Maria Anna Walburga Ignatia Mozart, affectionately called Nannerl by her family, could play the piano with an otherworldly skill from the time she was a child, when her tiny hands seemed too small to encompass a fifth. At the tender age of five, she gave her first public performance, amazing the assembled gentlemen and ladies with the beautiful music she created. But her moment of glory was cut short, for even as her father carried her around to receive their praise, her mother began laboring to bring a second child into the world. After hours of her mother’s pained cries and agonized shouts, which rang in Nannerl’s ears like a terrifying symphony, the child was born. They named him Wolfgang.

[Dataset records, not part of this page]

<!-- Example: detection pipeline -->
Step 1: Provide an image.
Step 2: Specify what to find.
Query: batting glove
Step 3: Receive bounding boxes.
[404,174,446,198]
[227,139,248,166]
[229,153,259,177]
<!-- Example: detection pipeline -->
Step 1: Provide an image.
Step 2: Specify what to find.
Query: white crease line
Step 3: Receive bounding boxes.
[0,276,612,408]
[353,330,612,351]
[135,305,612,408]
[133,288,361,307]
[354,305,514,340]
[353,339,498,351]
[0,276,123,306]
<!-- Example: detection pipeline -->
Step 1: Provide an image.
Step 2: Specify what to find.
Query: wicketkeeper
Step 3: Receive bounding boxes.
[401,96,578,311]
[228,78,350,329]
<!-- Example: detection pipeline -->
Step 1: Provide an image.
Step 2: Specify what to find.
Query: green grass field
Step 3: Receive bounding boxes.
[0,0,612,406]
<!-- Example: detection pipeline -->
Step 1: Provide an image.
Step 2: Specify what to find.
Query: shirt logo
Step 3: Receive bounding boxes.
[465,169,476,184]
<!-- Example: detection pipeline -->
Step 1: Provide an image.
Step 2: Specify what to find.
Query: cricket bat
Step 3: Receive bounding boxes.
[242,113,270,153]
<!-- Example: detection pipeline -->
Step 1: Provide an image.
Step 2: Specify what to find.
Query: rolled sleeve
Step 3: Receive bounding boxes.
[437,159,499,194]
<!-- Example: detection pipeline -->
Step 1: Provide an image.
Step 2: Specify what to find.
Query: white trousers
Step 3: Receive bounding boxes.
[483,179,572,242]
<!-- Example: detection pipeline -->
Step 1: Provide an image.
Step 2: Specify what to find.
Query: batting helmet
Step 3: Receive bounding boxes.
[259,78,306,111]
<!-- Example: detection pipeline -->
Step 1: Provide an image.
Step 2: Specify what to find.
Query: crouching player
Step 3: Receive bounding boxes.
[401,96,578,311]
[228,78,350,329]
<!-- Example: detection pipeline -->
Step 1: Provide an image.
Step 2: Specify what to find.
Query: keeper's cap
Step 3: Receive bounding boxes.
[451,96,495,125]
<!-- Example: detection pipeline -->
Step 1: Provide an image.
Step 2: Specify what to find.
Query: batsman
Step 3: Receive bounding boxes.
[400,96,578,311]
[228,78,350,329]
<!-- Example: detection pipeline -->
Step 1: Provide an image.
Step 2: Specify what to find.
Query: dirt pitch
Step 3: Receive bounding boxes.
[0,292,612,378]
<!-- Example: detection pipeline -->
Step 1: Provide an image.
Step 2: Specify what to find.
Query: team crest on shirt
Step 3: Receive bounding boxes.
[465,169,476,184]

Nannerl loved him instantly. As they grew, Wolfgang and his sister became inseparable, creating a fantasy world together and playing music the likes of which no one had ever heard. They were two sides of a single person, opposite in temperament—he lighthearted and charismatic, she shy and retiring—but equal in talent. Yet it was Wolfgang who carried their father’s dreams of glory.

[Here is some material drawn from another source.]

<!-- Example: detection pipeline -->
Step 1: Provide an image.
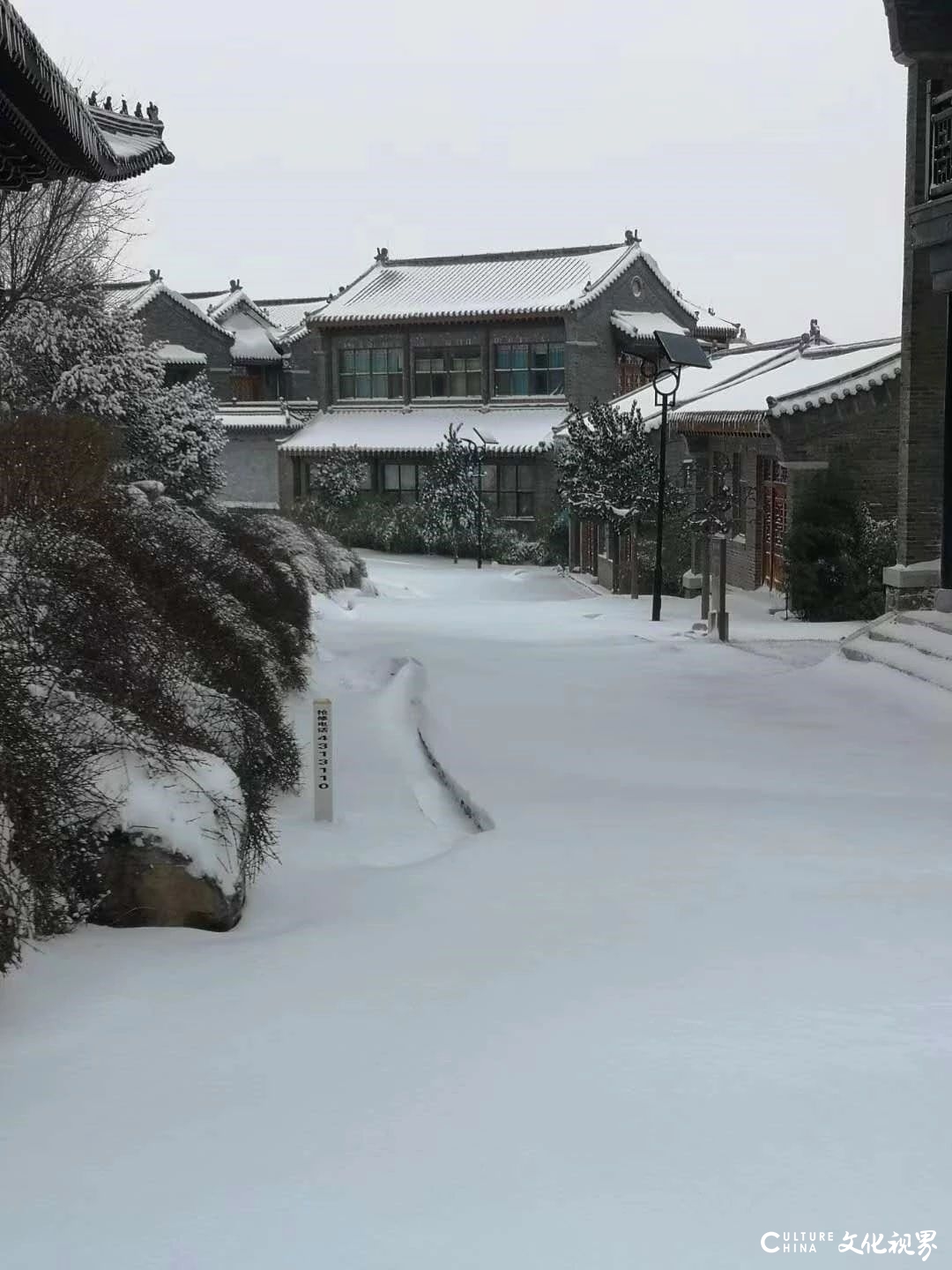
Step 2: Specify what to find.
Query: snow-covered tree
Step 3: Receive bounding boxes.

And as the siblings matured, Nannerl’s prodigious talent was brushed aside by her father. Instead of playing alongside her brother in the world’s great cities, she was forced to stop performing and become a provincial piano teacher to support Wolfgang’s career. Nannerl might have accepted this life in her brother’s shadow but for the appearance of a potential suitor who reawakened her passion for life, for love, for music—and who threatened to upset the delicate balance that kept the Mozart family in harmony.

Mozart’s Sister draws you into the lush palaces and salons of eighteenth-century Europe and into the fascinating life of a woman who ultimately found a way to express her own genius.